As shown in Table 5, the sampling parameter tables of the two data sets are described, respectively, including the resolution, the number of source and target points, and the number of iterations. As the resolution of the room data set decreases, the number of source points decreases significantly; the number of target points also decreases significantly, but the number of iterations increases. The number of source and target points and the number of iterations all show a clear downward trend as the resolution of the laboratory data set gets lower. In the fusion process, the time consumed by the algorithm in this paper and the traditional algorithm under different data sets are recorded, as shown in the table below.

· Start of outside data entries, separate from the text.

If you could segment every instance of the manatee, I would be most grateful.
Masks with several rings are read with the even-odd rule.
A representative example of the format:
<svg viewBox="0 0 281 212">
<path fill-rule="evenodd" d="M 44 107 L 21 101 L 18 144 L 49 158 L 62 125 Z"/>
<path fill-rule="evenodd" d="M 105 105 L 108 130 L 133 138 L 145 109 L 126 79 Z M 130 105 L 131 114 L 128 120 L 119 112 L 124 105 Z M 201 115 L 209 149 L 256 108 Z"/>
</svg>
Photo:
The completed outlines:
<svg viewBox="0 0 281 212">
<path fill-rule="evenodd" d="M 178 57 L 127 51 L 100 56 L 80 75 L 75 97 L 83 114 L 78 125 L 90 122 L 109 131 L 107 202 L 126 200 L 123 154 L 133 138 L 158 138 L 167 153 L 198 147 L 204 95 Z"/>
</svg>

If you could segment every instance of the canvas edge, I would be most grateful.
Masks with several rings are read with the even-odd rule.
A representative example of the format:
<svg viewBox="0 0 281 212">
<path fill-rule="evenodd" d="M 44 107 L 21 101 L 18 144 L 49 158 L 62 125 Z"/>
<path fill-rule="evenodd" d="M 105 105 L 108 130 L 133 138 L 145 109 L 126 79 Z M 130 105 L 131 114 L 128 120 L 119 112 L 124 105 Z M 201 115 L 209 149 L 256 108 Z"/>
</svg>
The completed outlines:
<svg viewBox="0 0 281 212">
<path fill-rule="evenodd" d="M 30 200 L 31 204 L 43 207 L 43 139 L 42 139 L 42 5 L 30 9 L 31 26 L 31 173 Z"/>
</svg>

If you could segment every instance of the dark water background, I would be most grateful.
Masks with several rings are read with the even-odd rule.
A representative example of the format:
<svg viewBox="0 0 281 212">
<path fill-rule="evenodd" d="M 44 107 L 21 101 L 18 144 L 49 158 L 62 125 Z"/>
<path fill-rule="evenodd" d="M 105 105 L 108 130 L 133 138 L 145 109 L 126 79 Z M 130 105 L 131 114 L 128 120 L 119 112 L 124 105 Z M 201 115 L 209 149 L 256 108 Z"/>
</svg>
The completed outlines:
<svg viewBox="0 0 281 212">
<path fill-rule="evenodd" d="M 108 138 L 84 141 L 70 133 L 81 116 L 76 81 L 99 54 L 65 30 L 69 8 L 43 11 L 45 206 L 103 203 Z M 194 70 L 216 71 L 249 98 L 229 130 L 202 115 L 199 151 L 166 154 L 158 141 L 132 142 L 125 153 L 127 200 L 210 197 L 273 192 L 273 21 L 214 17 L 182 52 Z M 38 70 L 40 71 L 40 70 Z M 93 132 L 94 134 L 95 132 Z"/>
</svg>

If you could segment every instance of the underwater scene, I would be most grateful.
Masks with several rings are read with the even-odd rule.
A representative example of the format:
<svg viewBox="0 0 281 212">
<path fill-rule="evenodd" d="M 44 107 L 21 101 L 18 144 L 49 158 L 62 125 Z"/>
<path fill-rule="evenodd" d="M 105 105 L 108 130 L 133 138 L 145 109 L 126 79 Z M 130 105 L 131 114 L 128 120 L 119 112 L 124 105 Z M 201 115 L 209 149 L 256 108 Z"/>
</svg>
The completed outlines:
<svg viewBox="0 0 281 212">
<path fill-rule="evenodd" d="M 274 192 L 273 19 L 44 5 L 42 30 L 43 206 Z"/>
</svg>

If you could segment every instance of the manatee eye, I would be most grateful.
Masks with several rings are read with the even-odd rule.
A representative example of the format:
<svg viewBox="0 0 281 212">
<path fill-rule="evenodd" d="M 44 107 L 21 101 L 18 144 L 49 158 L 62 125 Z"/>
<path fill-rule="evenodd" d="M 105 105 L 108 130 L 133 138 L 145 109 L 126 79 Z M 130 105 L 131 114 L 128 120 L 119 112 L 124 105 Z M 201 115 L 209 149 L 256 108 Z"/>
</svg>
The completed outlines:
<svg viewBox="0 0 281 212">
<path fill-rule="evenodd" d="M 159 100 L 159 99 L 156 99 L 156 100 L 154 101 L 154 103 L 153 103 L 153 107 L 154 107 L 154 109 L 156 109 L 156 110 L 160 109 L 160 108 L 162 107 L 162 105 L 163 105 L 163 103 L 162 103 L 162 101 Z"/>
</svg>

In the text, algorithms refer to types of data fusion, including linear programming, quadratic programming, integer programming, and hybrid programming, with and without constraints. As shown in Table 6, in the room data set, the traditional algorithm consumes 60 times, and the algorithm time in this paper is 33, which is shortened by 27 minutes and increased by about 40%. Under the lab data set, the traditional algorithm consumes 120 times, and the algorithm in this paper is 40, which shortens 80 minutes and improves about 60%. Each iteration of the process consumes a different amount of time for both the room data set and the laboratory data set, a significant improvement compared to the traditional method. It saves time consumption to a large extent, and the efficiency is greatly improved. However, compared to the time comparison of the algorithm in the room data set and the lab data set, the time consumption under the room data set will be more, indicating that the execution efficiency of the algorithm in this data set is higher, but no matter from which data set, all the algorithms in this article are effective and beneficial.

5. Discussion

This paper uses the combined application of virtual reality technology and Nuke software to study the image fusion algorithm and the application of the algorithm, builds an image fusion model and model system through virtual reality technology, then proposes an image fusion algorithm, and then uses NUKE software to compare the algorithm. Through experiments and analysis, it is obtained that the algorithm shows sufficient protection in privacy protection, and comparing the image fusion algorithm with traditional algorithms, it is concluded that the image fusion algorithm has obvious advantages in time consumption. Image fusion can increase image spatial resolution, improve image geometric accuracy, enhance feature display capability, improve classification accuracy, provide change detection capability, replace or repair the defects of image data, etc. bring into play the advantages of different remote sensing data sources, compensate for the shortcomings of a certain kind of remote sensing data, and improve the applicability of remote sensing data.

Data Availability

No data were used to support this study.

Conflicts of Interest

All authors declare that they have no conflict of interest.